What’s the verdict: Eileen is a devilish concoction from director William Oldroyd and writers Luke Goebel and Ottessa Moshfegh. Based on Moshfegh’s novel, this B-movie throwback echoes vintage era Fritz Lang or Ida Lupino.
Thomasin McKenzie is Eileen, an early twenties clerk at a juvenile detention centre in a one-bar Massachusetts town. When not on the receiving end of jibes from her older co-workers (although Eileen returns in kind), she is taking demeaning flack from her alcoholic, war veteran dad, Jim (Whigham). Yet beneath the muted colour of her clothes desire burns: we’re introduced to Eileen spying on couples necking on a lover’s lane, cooling her ardour by stuffing snow into her undies. A habitual fantasist, she also imagines rough clinches with a surly guard (Teague). She is also intrigued by Lee (Nivola), a young inmate awaiting trial for butchering his sleeping dad.
Into Eileen’s life arrives Anne Hathaway’s Dr. Rebecca St John. Harvard trained, she is replacing a casually sexist shrink being put out to pasture. Fizzing with ideas out the R.D. Liang playbook, Rebecca also takes a shine to the young clerk, who in turn experiences exciting new emotions.
Eileen is perfect addition to that list of great “anti-Christmas” movies, including Brazil, Inside, Eyes Wide Shut, and The Silent Partner. The festive lights strung along porches barely cut through the overcast gloom. Snowfall chills the bones rather than warming the heart. Spot-on period design and visuals resembling old Eastman film stock (take a bow cinematographer Ari Wegner) evoke that B-movie feel.

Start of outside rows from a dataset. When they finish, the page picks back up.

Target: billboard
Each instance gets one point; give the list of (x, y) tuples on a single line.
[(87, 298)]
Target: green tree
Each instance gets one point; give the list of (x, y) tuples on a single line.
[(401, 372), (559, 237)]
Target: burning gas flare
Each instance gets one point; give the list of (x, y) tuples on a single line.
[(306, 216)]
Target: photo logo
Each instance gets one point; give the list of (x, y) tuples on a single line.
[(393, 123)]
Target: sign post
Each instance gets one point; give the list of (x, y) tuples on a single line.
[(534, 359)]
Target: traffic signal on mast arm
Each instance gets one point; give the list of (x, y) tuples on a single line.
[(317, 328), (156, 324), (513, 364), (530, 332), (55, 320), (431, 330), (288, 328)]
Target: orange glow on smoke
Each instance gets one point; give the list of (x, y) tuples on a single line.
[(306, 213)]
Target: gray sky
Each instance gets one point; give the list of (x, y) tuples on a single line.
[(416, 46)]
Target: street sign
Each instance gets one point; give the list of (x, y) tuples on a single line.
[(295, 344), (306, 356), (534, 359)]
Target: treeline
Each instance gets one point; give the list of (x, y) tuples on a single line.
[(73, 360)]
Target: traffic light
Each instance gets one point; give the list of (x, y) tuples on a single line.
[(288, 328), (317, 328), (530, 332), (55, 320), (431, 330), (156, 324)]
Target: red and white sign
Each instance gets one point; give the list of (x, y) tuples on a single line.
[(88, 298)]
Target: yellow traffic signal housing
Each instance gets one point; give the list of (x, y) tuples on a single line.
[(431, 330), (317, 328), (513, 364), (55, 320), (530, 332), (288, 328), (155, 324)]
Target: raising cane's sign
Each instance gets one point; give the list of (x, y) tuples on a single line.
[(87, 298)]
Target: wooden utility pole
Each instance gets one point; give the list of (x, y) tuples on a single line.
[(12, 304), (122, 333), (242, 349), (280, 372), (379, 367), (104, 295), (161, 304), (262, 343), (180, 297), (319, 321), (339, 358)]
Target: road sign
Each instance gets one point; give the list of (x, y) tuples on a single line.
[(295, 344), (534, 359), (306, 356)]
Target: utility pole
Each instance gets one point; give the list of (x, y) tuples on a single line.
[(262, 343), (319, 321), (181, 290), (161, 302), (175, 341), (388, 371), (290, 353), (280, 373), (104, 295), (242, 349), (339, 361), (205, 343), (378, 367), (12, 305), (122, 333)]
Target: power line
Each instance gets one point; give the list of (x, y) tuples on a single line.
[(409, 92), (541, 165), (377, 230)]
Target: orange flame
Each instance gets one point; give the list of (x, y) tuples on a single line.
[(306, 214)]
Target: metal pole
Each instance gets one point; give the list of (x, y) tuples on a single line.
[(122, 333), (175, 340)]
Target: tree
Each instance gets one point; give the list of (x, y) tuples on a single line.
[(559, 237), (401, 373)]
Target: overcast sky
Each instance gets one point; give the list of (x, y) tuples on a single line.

But the filmmakers are not interested in delivering a depress-fest. Black comedy laces the film like cinnamon sprinkled on hemlock. The gasps and gags include but are not limited to violent, Billy Liar style daydreams and the often comically cruel declarations of Eileen’s pa. And anyone worrying this is another example of pastiche cinema, slavishly attempting to recreate the feel of old movies, fear not: Eileen is building to something.
To say what would spoil well placed surprises, but the film explores issues of abuse and sexuality that Lang and Lupino would have been forced to dance around. Everyday misogyny – from casually sexist workplace to bar room groping and abusive homelives – creates monsters of all ages. Institutions reinforce the status quo: Whigham’s Jim may be a dangerous drunk with a penchant for pointing his gun at kids, but as an ex-police chief he still commands unwarranted respect.
In a supporting role Hathaway once again proves how interesting she can be when given the right character. With chic clothes, a Marilyn Monroe hairdo, and a fierce intellect, she is the perfect star to attract a troubled wallflower.
But this is McKenzie’s show, and is a better vehicle than the frustrating Last Night in Soho, which tackled similar subject matter with mixed results. Here she embraces the role of a sometimes-functional traumatised woman. Delicate features bely a tough-talking nature, yet convey a lifetime of cruelty. That she does this with humour, spice, and pathos makes McKenzie one of the most exciting actors on the scene.